We’ve also set-up several of the participants in the project with zonetag accounts to get photos from their cameraphones, stamped with their location data, uploaded to flickr. We also pointed zonetag at BBC Leicester’s RSS weather feed to provide tag suggestions so that if, for example, snow fall that’s been predicted occurs and a weather watch takes a photo of it on their phone, the tag "snow" will automatically be suggested.
The weather watchers participate in their own time and retain ownership of their own photos. The BBC simply embeds those photos using the flickr api, just as a blogger or user of a social networking service would do.

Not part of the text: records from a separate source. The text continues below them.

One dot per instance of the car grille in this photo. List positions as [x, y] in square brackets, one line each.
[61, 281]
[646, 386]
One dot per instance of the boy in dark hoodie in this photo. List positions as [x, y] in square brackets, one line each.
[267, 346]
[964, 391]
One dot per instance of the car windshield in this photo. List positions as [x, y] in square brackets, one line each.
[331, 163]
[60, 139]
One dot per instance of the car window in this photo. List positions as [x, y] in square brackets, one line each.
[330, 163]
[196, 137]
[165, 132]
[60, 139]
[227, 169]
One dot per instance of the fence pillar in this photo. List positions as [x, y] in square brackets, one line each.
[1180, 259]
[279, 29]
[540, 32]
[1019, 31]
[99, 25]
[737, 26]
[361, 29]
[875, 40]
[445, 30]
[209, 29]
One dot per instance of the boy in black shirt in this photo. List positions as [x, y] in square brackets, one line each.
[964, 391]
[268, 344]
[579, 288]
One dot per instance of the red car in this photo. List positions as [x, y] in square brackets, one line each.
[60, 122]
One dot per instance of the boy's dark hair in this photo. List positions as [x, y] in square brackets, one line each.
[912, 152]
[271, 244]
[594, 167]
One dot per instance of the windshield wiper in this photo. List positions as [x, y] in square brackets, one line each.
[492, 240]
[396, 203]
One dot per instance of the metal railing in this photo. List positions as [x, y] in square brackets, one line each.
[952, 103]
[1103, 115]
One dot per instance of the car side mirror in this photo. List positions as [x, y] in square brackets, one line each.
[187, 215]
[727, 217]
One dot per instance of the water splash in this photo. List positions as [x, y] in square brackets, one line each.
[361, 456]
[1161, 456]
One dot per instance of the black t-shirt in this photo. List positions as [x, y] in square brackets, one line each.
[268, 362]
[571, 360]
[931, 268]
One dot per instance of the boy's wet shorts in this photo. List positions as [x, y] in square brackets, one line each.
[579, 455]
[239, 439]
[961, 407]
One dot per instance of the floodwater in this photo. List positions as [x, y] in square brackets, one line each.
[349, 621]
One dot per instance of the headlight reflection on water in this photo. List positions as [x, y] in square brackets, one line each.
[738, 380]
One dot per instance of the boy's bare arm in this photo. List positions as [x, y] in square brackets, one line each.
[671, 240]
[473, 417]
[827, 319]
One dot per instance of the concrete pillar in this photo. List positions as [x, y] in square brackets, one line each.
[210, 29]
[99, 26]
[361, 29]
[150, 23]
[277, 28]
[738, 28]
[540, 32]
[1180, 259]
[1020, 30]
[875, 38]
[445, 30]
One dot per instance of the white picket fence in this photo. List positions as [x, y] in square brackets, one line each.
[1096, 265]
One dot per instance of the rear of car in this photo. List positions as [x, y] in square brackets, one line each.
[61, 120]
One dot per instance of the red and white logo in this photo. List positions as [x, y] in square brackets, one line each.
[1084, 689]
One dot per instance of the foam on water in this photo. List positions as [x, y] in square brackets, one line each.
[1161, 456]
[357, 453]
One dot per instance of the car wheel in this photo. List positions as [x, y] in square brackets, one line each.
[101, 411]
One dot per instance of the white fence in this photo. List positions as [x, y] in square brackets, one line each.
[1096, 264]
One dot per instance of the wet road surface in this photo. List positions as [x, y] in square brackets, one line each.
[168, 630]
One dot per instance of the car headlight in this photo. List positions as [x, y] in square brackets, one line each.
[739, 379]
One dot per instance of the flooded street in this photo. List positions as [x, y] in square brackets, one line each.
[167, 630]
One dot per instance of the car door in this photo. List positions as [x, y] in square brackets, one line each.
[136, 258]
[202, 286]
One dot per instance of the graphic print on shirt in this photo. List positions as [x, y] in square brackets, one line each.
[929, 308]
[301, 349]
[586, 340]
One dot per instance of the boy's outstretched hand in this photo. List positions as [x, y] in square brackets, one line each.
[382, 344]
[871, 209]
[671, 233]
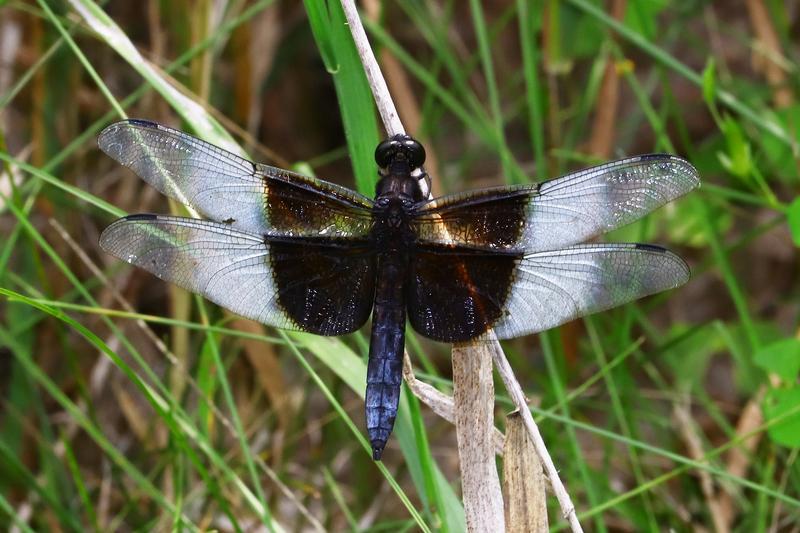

The real benefit to this approach is that there is no need for the BBC to build an uploader or to own, manage, resize or in anyway store the content AND the participants are able to do what they set out to do regardless of whether the BBC applies any editorial process to the photos, namely that they can share their photographs of the weather with a potentially wider audience.
It’s easy for the participants to take part – using flickr is very straightforward – but I think it’s fair to say that part of the reason this experiment has been a bit slow off the ground is that it’s easy to simply forget to upload a fresh photo each day, especially if the weather is unchanged or isn’t doing anything particularly interesting.
If the BBC, or zonetag, was able to add a feature that would prompt users to take a photo based on time or location, details the application uses from the phone anyway, I think we’d see much greater participation in projects like this. Users could then set their zonetag settings to prompt them to take and upload a photo either at set times of day, set intervals, or when they are at a specific location.
There are lots of ways that people could use this, either for the expression of personal creativity or as part of a research or media led project.
For instance, a photoblogger doing a taking a photo of the weather outside their window each morning might find it useful to be prompted to do so, as would a commuter who blogs about their journeys to and from work or the mother doing a photo essay where she captures a photo of each day in the year of her child. Location, too, could be used to prompt a photo with similar applications.
Actually, prompting participation like this, far from being annoying, would be a useful way to drive usage of microblogging services such as twitter ("your last update was n minutes ago, update now…"), plazes ("you’re in a new place, want to tag it?") and Jaiku. The prompting would, of course, have to be user configurable so as no to become intrusive but I see no other reason why a feature couldn’t or shouldn’t be incorporated like this.